Haven't checked current with test light, I've been bypassing the harness with jump wires. I believe the ground is good. I just don't see how I could have an issue with bad connections when I'm jumping straight from the battery to the valve...


----------



## Randall Ave (Oct 29, 2014)

If you have pressure, and you are putting current and ground to S-2 & S-, and you are not getting anything, I would be taking the valve block apart and checking the reliefs and the pilot check valve for dirt/damage.


----------



## Western_Ben (Dec 10, 2019)

Randall Ave said:


> If you have pressure, and you are putting current and ground to S-2 & S-, and you are not getting anything, I would be taking the valve block apart and checking the reliefs and the pilot check valve for dirt/damage.


Thanks Randall, I'll check that out!


----------



## Western_Ben (Dec 10, 2019)

Randall Ave said:


> If you have pressure, and you are putting current and ground to S-2 & S-, and you are not getting anything, I would be taking the valve block apart and checking the reliefs and the pilot check valve for dirt/damage.

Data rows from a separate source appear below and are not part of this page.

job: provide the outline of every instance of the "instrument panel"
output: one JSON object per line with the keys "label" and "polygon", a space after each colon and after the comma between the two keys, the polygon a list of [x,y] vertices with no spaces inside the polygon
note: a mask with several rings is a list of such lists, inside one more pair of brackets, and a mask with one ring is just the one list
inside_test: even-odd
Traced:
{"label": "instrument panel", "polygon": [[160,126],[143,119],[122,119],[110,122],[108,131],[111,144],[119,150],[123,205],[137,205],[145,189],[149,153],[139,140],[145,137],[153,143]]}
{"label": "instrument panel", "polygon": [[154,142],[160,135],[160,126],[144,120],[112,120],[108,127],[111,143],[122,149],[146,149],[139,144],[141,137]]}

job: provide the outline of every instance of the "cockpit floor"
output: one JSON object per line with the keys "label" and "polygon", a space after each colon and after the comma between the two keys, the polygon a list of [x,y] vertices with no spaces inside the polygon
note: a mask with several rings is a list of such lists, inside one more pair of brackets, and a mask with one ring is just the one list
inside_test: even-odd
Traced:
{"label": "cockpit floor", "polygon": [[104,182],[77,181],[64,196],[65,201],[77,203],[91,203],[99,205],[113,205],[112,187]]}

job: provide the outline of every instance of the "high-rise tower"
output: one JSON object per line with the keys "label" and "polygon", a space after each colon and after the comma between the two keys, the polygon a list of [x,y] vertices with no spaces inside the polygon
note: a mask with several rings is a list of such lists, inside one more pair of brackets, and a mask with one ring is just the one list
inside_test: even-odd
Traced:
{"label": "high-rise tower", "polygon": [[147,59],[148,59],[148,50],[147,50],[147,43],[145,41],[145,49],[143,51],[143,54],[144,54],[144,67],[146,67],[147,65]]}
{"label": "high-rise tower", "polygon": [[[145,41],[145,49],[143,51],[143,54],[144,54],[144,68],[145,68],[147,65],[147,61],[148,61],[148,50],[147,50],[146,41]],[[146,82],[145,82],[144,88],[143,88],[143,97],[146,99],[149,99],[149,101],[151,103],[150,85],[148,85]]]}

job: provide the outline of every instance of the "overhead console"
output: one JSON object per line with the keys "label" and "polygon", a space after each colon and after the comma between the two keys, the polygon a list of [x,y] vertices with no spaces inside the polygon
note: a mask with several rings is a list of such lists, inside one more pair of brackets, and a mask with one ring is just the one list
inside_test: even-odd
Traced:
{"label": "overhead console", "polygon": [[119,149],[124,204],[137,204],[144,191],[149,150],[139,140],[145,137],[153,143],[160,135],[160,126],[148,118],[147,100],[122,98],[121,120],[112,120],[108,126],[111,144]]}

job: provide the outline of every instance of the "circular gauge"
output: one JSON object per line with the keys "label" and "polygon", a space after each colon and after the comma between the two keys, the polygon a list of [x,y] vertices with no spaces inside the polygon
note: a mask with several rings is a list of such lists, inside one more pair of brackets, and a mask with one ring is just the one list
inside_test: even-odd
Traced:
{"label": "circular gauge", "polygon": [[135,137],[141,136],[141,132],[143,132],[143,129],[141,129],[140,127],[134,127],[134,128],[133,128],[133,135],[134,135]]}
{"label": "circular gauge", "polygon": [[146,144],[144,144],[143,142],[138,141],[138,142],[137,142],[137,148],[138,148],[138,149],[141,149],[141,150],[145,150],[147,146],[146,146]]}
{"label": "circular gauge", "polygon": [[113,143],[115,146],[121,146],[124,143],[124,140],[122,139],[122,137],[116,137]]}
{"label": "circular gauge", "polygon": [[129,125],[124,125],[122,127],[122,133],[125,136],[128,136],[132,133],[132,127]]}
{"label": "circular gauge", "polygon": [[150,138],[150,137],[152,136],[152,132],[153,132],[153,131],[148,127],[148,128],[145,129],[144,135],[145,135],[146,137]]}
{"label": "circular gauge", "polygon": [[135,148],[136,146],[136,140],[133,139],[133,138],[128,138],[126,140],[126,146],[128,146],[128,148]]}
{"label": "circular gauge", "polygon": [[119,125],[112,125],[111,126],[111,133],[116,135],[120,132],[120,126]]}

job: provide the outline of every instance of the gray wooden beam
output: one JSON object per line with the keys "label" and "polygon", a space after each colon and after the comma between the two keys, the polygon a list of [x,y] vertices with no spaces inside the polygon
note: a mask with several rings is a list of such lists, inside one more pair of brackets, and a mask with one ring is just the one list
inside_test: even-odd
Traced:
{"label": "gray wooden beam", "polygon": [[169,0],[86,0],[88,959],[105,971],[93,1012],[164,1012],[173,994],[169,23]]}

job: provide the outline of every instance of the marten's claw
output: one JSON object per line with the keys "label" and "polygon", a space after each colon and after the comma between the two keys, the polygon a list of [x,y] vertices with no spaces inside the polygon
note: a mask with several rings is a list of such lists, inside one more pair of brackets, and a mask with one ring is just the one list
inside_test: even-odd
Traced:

I'm an idiot. I've been hooking jumper cables to the opposite posts Thankfully I didn't fry anything! Everything is working as it should. But for those who may try to test the s1 valve manually, it works when under pressure but you won't get any movement if it's outside of the valve manifold assembly.


----------



## Western1 (Dec 4, 2008)

I usually check movement with a small screwdriver or pick


----------



## Western_Ben (Dec 10, 2019)

Western1 said:


> I usually check movement with a small screwdriver or pick


Thanks, I thought since I could see the other two move just powering the coil that the s1 would work the same. Just a rookie I guess lol but I know way more about westerns now than I did a couple weeks ago so live and learn help others not make the same mistakes haha


----------



## Western1 (Dec 4, 2008)

Good info you have acquired!!!
Good luck this winter!


----------